Cancer drugs that did advance to phase III testing were 40% likelier to report significantly improved patient survival rates, the study finds, which suggests better chances for eventual FDA approval. (Kao’s study ended before most of the drugs completed required testing.) When information from public research was available, the companies raised the bar for continuing trials into phase III; they required higher rates of patient survival and tumor shrinkage.

The gene mapping studies Kao considers are the largest cancer research projects spun out of the Human Genome Project, a decades-long international effort funded mainly by governments.

With the sequence complete by 2003, projects such as The Cancer Genome Atlas began to look for gene mutations that cause cancer. Findings from these public studies, which involve cancer patients and research facilities around the world, are often discussed at conferences shortly before the papers are published.

Kao notes several reasons that publicity about the project findings might have made little difference to for-profit new drug development strategies. The companies may have already been aware of the gene-cancer pair through their own research efforts. Or they may shy away from development based on the findings, fearing public availability of the data would encourage too much competition for related drugs.

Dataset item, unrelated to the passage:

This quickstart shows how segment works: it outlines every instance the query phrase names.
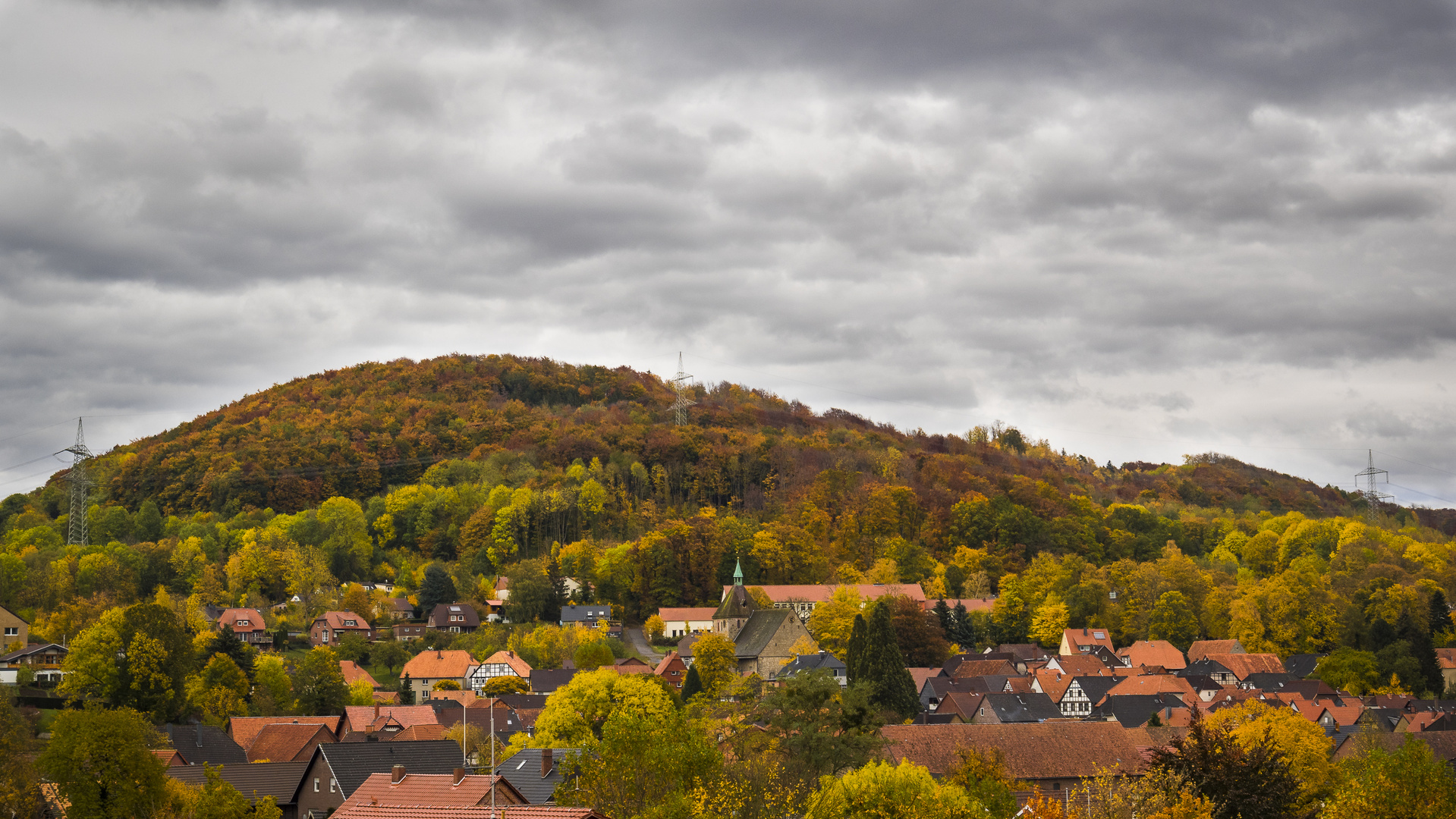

Instead, news from public projects may have led pharmaceutical companies to invest millions more in clinical trials for drugs designed to treat related cancers, according to Kao’s findings. For example, in 2010, The Cancer Genome Atlas project released data identifying BRCA gene mutations that underlie more than 300 particularly deadly ovarian cancer tumors. Kao’s finding suggests that information may have shaped firms’ decisions to invest in drug trials involving patients with BRCA gene mutations.

By expediting the end to trials with weak results, the public information likely saved the companies considerable amounts of time and money. It takes about 10 years and $2.6 billion to move a drug through the required clinical trials and the FDA’s approval process, Kao notes. Only 12% of drugs that begin clinical trials ever get to market.

Cancer is the second leading cause of death in the U.S., and the search for preventions and cures is a costly public mission. The National Cancer Institute, the main entity for coordinating research and distributing taxpayer funds for studies in the U.S., had a fiscal year 2019 budget totaling $5.94 billion. Government agencies in other countries also spend heavily on cancer research.

Kao’s study addresses questions about the role publicly funded research — which often consists of basic science studies that do not directly produce treatments — plays in furthering private company profits, and the public good generally. Similar studies find that National Institute of Health grants made directly to pharmaceutical companies for research and development also lead to more approved drugs.